Belgique Le procès de son meurtrier présumé s’ouvre lundi devant les assises du Hainaut.

Laetitia Bauwens, était, comme l’ont signalé plusieurs de ses proches, une jeune femme prudente. Elle combinait ses études en diététique avec un job étudiant dans un magasin de vêtements à Binche.

C’est dans le cadre de ses études que le samedi 22 avril 2017, elle et quatre de ses condisciples s’étaient donné rendez-vous sur le parking de Mons Expo pour se rendre ensemble à une conférence sur la diététique donnée à l’hôpital Erasme à Bruxelles.

Laetitia Bauwens, a envoyé à 6 h 58, un message à sa maman pour la rassurer qu’elle était arrivée à bon port. A 7 heures, elle a posté le message "Je suis là" à ses amis sur le groupe Facebook qu’ils partageaient.

Ce sera son dernier message. A 7 h 11, ses quatre amis ne la voyant pas arriver au lieu exact du rendez-vous sur le parking, tenteront de la joindre. Sans succès. A 7 h 22, ils la découvriront morte couchée près de sa voiture. Elle est ensanglantée. Son pantalon et son slip sont abaissés à mi-cuisses.

Il n’y a pas eu de témoins. Les images de caméras de surveillance montreront qu’il n’y a qu’un suspect. Cet homme sera aussi vu alors qu’il descend d’un bus à la gare de Mons toute proche. Les images de la caméra du bus le montreront en train de discuter avec le chauffeur qui, interrogé, permettra de l’identifier.

Un loup solitaire

Cédric Maton est interpellé le 28 avril 2017. Ce toxicomane alors âgé de 32 ans, dit ne se souvenir de rien. Confronté au fait que son ADN est retrouvé, cet homme qui n’a pas vraiment d’amis et se qualifie lui-même de "loup solitaire", dira qu’il n’a pas voulu la tuer : il a voulu la voler mais pas l’agresser sexuellement.
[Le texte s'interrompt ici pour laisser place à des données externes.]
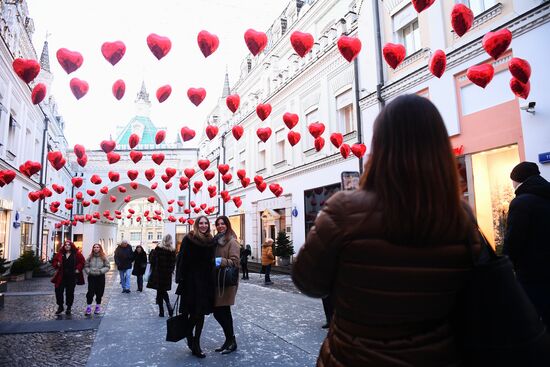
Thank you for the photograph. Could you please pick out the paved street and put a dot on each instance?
(274, 325)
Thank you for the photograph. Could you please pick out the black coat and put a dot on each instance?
(162, 262)
(527, 240)
(140, 263)
(194, 275)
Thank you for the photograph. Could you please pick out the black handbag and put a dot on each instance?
(496, 323)
(177, 326)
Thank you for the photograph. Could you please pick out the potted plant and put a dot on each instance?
(283, 248)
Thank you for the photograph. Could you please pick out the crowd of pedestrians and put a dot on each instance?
(391, 260)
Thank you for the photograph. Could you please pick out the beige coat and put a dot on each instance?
(230, 254)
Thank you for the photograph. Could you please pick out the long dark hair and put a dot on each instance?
(413, 171)
(229, 232)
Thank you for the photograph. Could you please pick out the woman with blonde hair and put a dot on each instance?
(195, 265)
(162, 259)
(96, 267)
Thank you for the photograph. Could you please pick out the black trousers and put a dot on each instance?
(66, 286)
(223, 316)
(96, 287)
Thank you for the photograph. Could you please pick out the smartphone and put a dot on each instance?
(350, 180)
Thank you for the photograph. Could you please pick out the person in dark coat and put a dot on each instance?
(69, 264)
(140, 264)
(245, 253)
(527, 239)
(195, 266)
(394, 254)
(162, 260)
(123, 260)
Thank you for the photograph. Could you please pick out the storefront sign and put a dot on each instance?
(544, 157)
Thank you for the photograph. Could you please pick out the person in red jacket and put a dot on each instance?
(69, 263)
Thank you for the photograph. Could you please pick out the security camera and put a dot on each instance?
(529, 107)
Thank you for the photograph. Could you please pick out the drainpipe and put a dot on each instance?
(43, 173)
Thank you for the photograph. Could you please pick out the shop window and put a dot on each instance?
(344, 108)
(493, 190)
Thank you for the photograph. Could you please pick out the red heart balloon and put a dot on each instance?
(79, 87)
(196, 95)
(69, 60)
(520, 69)
(263, 111)
(481, 75)
(38, 93)
(345, 150)
(223, 168)
(263, 133)
(421, 5)
(26, 69)
(113, 157)
(133, 141)
(164, 92)
(255, 41)
(462, 19)
(394, 54)
(237, 131)
(520, 89)
(119, 88)
(208, 42)
(211, 131)
(132, 174)
(358, 149)
(496, 43)
(136, 156)
(113, 51)
(349, 47)
(160, 136)
(316, 129)
(187, 133)
(159, 45)
(319, 143)
(232, 101)
(336, 139)
(209, 175)
(203, 164)
(438, 63)
(290, 119)
(293, 137)
(301, 42)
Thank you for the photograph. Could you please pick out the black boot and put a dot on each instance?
(231, 347)
(196, 349)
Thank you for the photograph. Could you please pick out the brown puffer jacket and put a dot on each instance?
(392, 302)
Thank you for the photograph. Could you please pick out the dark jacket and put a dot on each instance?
(527, 240)
(162, 261)
(140, 263)
(194, 275)
(124, 257)
(392, 302)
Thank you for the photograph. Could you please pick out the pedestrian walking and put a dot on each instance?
(96, 267)
(140, 264)
(392, 254)
(267, 259)
(227, 255)
(69, 264)
(162, 259)
(123, 260)
(527, 239)
(245, 253)
(195, 266)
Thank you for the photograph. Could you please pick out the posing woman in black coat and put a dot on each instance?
(140, 264)
(162, 259)
(195, 266)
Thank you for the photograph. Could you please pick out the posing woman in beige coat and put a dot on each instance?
(227, 254)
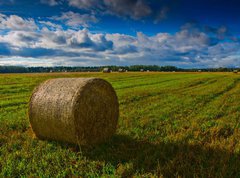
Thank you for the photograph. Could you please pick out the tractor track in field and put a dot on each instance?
(163, 92)
(214, 97)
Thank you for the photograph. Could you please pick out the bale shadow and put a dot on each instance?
(165, 159)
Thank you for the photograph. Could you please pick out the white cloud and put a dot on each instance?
(84, 4)
(14, 22)
(76, 20)
(50, 2)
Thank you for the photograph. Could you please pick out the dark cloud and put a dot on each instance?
(135, 9)
(84, 41)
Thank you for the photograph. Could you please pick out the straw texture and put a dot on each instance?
(76, 110)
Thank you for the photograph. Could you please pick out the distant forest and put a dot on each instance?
(134, 68)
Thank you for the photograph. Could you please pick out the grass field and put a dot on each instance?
(170, 125)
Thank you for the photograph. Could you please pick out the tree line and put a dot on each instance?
(135, 68)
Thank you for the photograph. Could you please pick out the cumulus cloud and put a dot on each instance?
(189, 47)
(84, 4)
(14, 22)
(76, 20)
(50, 2)
(135, 9)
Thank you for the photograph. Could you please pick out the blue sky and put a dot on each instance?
(183, 33)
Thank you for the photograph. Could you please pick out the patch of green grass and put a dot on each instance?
(170, 125)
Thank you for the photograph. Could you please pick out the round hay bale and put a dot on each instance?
(75, 110)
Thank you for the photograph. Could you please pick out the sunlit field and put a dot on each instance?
(170, 124)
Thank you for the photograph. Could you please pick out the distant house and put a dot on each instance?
(121, 70)
(106, 70)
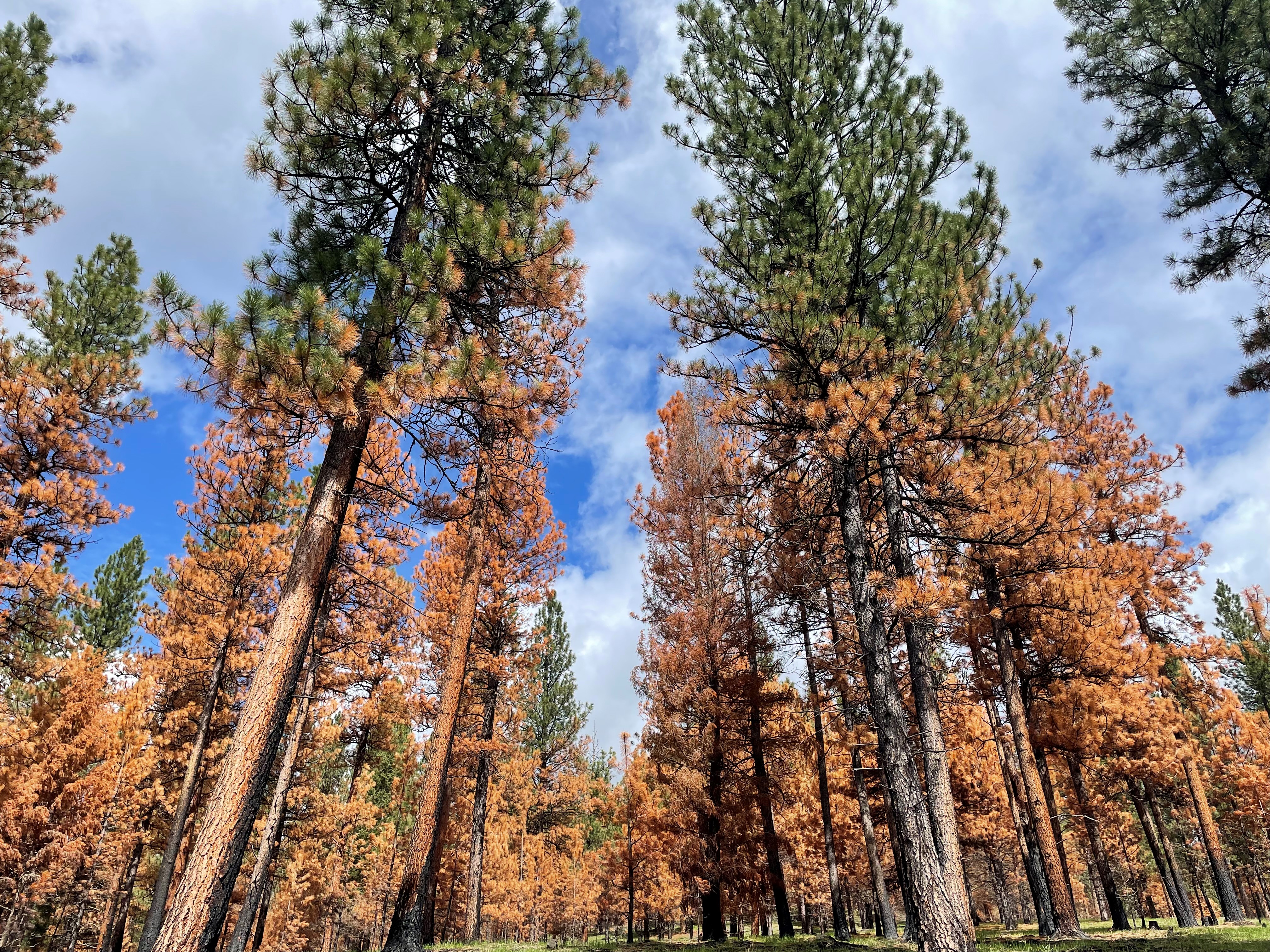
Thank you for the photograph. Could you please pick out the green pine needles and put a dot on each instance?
(108, 621)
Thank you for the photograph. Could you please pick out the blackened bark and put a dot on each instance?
(432, 874)
(1173, 889)
(118, 922)
(1226, 895)
(481, 798)
(1166, 846)
(270, 837)
(1065, 912)
(1056, 824)
(944, 917)
(763, 784)
(887, 913)
(1029, 851)
(912, 917)
(840, 921)
(406, 931)
(918, 638)
(1098, 850)
(712, 902)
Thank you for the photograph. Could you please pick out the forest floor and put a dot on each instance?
(1223, 938)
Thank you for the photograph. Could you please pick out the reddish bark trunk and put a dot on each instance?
(404, 933)
(203, 899)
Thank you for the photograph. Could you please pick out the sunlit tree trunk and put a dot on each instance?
(270, 838)
(195, 921)
(193, 765)
(1101, 865)
(763, 784)
(882, 898)
(477, 852)
(406, 931)
(840, 921)
(918, 637)
(944, 927)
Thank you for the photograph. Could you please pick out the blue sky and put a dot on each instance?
(168, 98)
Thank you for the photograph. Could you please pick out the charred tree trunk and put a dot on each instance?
(1056, 824)
(404, 933)
(481, 798)
(1029, 851)
(1101, 864)
(918, 638)
(712, 902)
(1065, 912)
(432, 874)
(912, 917)
(270, 838)
(841, 930)
(763, 784)
(193, 765)
(886, 912)
(116, 925)
(1166, 846)
(1001, 887)
(1226, 894)
(944, 917)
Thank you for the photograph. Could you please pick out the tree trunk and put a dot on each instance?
(918, 638)
(912, 917)
(1028, 848)
(1001, 887)
(712, 902)
(1101, 865)
(1065, 912)
(270, 837)
(205, 892)
(117, 925)
(944, 921)
(404, 933)
(763, 785)
(1185, 915)
(1173, 889)
(887, 913)
(1226, 895)
(840, 920)
(193, 765)
(477, 855)
(1056, 824)
(432, 874)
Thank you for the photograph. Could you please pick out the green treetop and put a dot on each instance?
(27, 140)
(117, 584)
(556, 719)
(1191, 86)
(1250, 668)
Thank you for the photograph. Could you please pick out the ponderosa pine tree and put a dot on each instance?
(554, 719)
(64, 393)
(116, 598)
(27, 140)
(1244, 627)
(418, 256)
(849, 294)
(1188, 82)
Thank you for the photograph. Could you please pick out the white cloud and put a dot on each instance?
(168, 99)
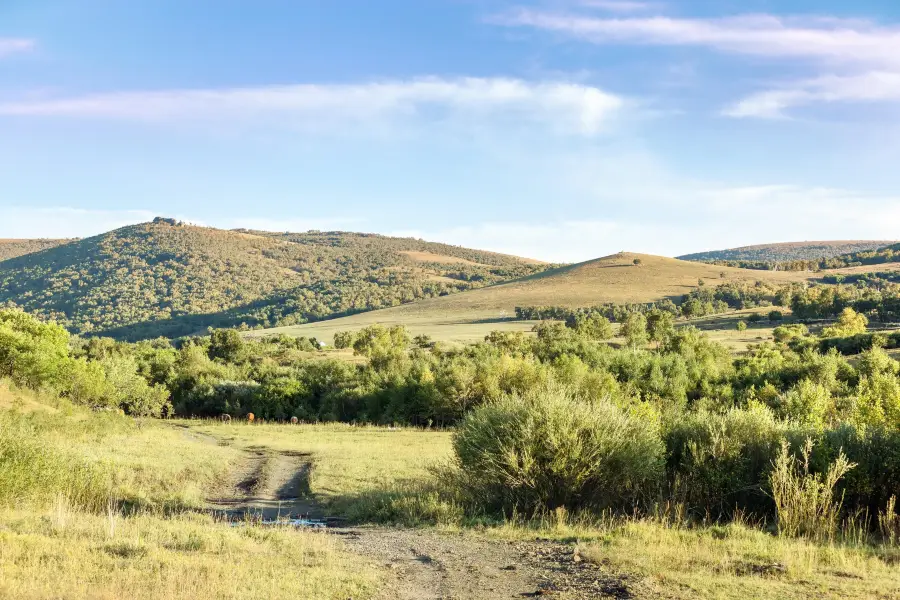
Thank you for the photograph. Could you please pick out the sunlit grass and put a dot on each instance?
(75, 555)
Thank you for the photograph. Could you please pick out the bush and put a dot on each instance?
(545, 449)
(804, 501)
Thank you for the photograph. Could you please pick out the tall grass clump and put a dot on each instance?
(804, 501)
(34, 473)
(547, 448)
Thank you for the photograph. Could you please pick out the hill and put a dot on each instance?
(166, 278)
(470, 315)
(788, 251)
(13, 248)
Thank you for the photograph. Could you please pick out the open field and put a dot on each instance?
(469, 316)
(657, 558)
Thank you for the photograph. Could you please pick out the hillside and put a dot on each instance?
(170, 279)
(468, 316)
(788, 251)
(13, 248)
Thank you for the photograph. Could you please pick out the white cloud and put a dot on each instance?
(64, 222)
(619, 6)
(877, 86)
(565, 106)
(12, 46)
(720, 217)
(863, 58)
(835, 40)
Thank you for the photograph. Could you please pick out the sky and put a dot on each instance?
(561, 130)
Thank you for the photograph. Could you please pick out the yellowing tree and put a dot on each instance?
(849, 323)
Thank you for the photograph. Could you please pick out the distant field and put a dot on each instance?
(790, 250)
(469, 316)
(14, 248)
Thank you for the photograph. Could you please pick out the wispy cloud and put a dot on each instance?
(862, 58)
(877, 86)
(568, 106)
(13, 46)
(64, 222)
(719, 220)
(619, 6)
(829, 39)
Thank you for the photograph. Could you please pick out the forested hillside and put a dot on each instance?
(788, 251)
(169, 279)
(13, 248)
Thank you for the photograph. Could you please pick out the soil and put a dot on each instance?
(422, 564)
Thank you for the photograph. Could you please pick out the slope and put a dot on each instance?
(166, 278)
(13, 248)
(468, 316)
(788, 251)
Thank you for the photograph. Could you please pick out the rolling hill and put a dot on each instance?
(13, 248)
(170, 279)
(788, 251)
(469, 315)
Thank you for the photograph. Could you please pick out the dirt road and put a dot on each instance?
(422, 564)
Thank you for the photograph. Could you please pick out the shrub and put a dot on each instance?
(717, 462)
(546, 448)
(786, 333)
(804, 501)
(848, 324)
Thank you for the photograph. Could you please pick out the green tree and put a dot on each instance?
(660, 325)
(849, 323)
(634, 330)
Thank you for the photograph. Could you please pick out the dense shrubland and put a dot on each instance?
(865, 254)
(560, 418)
(167, 279)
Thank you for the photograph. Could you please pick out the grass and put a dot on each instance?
(50, 548)
(95, 505)
(469, 316)
(347, 461)
(358, 467)
(73, 555)
(739, 562)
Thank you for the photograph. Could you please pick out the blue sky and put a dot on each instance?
(557, 129)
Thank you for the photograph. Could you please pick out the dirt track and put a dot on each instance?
(422, 564)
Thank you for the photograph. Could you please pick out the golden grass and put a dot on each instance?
(50, 548)
(737, 562)
(64, 554)
(346, 460)
(469, 316)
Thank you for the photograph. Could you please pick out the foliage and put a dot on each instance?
(546, 449)
(169, 279)
(849, 323)
(804, 501)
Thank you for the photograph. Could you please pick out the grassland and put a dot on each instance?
(469, 316)
(13, 248)
(663, 559)
(790, 250)
(102, 506)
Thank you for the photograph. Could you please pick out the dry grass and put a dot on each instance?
(51, 548)
(469, 316)
(347, 460)
(72, 555)
(738, 562)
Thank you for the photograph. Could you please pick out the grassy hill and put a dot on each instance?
(13, 248)
(470, 315)
(170, 279)
(789, 251)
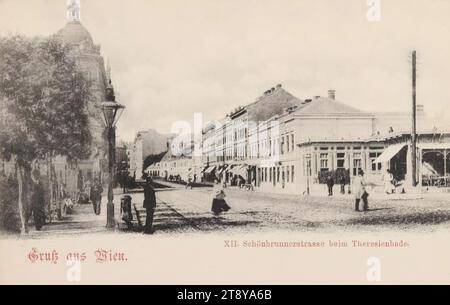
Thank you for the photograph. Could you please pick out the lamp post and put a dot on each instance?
(111, 114)
(308, 173)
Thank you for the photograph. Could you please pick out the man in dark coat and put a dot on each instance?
(149, 205)
(330, 184)
(38, 201)
(96, 196)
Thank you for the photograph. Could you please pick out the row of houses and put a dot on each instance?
(280, 143)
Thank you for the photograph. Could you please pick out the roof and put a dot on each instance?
(272, 103)
(328, 106)
(75, 33)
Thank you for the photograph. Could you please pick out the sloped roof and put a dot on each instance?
(75, 33)
(328, 106)
(271, 104)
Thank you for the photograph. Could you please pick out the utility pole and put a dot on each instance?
(414, 123)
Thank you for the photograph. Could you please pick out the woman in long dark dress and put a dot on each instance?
(219, 204)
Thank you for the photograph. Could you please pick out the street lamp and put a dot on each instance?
(111, 114)
(308, 173)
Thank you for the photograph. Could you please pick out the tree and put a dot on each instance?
(43, 99)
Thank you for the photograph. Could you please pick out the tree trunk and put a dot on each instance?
(22, 209)
(50, 189)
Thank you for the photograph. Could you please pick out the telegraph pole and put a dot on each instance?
(414, 122)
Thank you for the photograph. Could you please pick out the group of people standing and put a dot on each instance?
(358, 187)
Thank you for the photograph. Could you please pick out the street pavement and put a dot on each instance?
(181, 210)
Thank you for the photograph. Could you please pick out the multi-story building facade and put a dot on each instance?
(280, 143)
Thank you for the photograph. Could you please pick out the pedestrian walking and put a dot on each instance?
(359, 189)
(342, 182)
(38, 201)
(149, 205)
(330, 184)
(96, 196)
(219, 204)
(125, 211)
(388, 180)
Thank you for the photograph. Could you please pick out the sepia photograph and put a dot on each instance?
(224, 142)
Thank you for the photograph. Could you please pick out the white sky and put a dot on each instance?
(171, 58)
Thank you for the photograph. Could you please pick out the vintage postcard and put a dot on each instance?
(224, 142)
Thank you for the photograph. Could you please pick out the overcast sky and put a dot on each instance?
(171, 58)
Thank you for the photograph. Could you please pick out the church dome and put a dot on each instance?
(75, 33)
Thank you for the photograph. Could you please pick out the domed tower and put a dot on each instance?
(88, 57)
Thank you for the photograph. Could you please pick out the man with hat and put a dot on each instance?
(149, 205)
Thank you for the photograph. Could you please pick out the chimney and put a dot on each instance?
(332, 94)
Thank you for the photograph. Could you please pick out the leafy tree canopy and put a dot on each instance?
(43, 100)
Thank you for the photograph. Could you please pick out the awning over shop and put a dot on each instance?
(434, 146)
(210, 169)
(221, 169)
(240, 170)
(389, 153)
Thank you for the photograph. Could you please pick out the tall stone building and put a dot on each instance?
(89, 59)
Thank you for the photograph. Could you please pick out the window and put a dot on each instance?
(340, 160)
(323, 161)
(357, 164)
(376, 167)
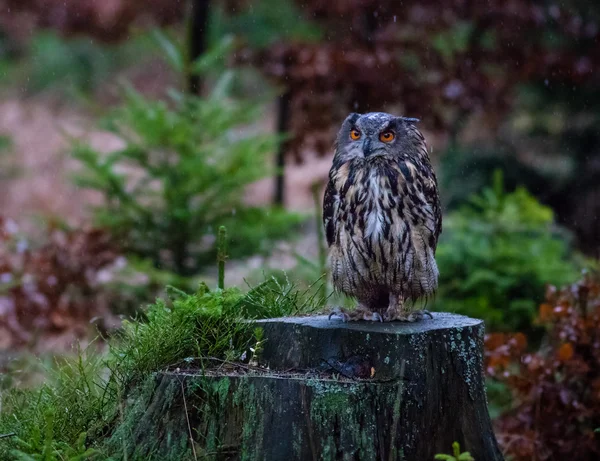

Ce serait Laetitia, qui se serait accidentellement retrouvée la gorge sur le couteau en se débattant. Selon ses dires, c’est en se déplaçant que son pantalon serait descendu.

Ces explications seront contredites lors de la reconstitution. La version de Cédric Maton ne permet pas d’expliquer les nombreux coups de couteau reçus par Laetitia.

La reconstitution mettra aussi à mal les dires de Cédric Maton, selon lesquelles il aurait vu une voiture ouverte et qu’il aurait décidé de tenter d’y voler quelque chose. La disposition des lieux montre qu’il ne pouvait manquer de voir la conductrice.

Il reconnaîtra devant l’expert-psychiatre qu’il a tenté de violer Laetitia mais, entendu trois jours plus tard par les enquêteurs, il se rétractera.

Le procès de Cédric Maton, pour meurtre et tentative de viol, s’ouvre lundi devant les assises du Hainaut.

Toxicomane et instable

Les proches de Cédric Maton, entendus dans le cadre de l’enquête de moralité, ont expliqué que, depuis tout petit, il pouvait être violent quand il était contrarié. Il a commencé à consommer de l’héroïne à l’âge de 17 ans. Bien qu’il soit sous méthadone, il continuait de consommer héroïne et cocaïne.

Cédric Maton a déjà été condamné pour des faits de stupéfiants. Il sait à peine lire et écrire son nom et présente un quotient intellectuel qui révèle un retard mental léger.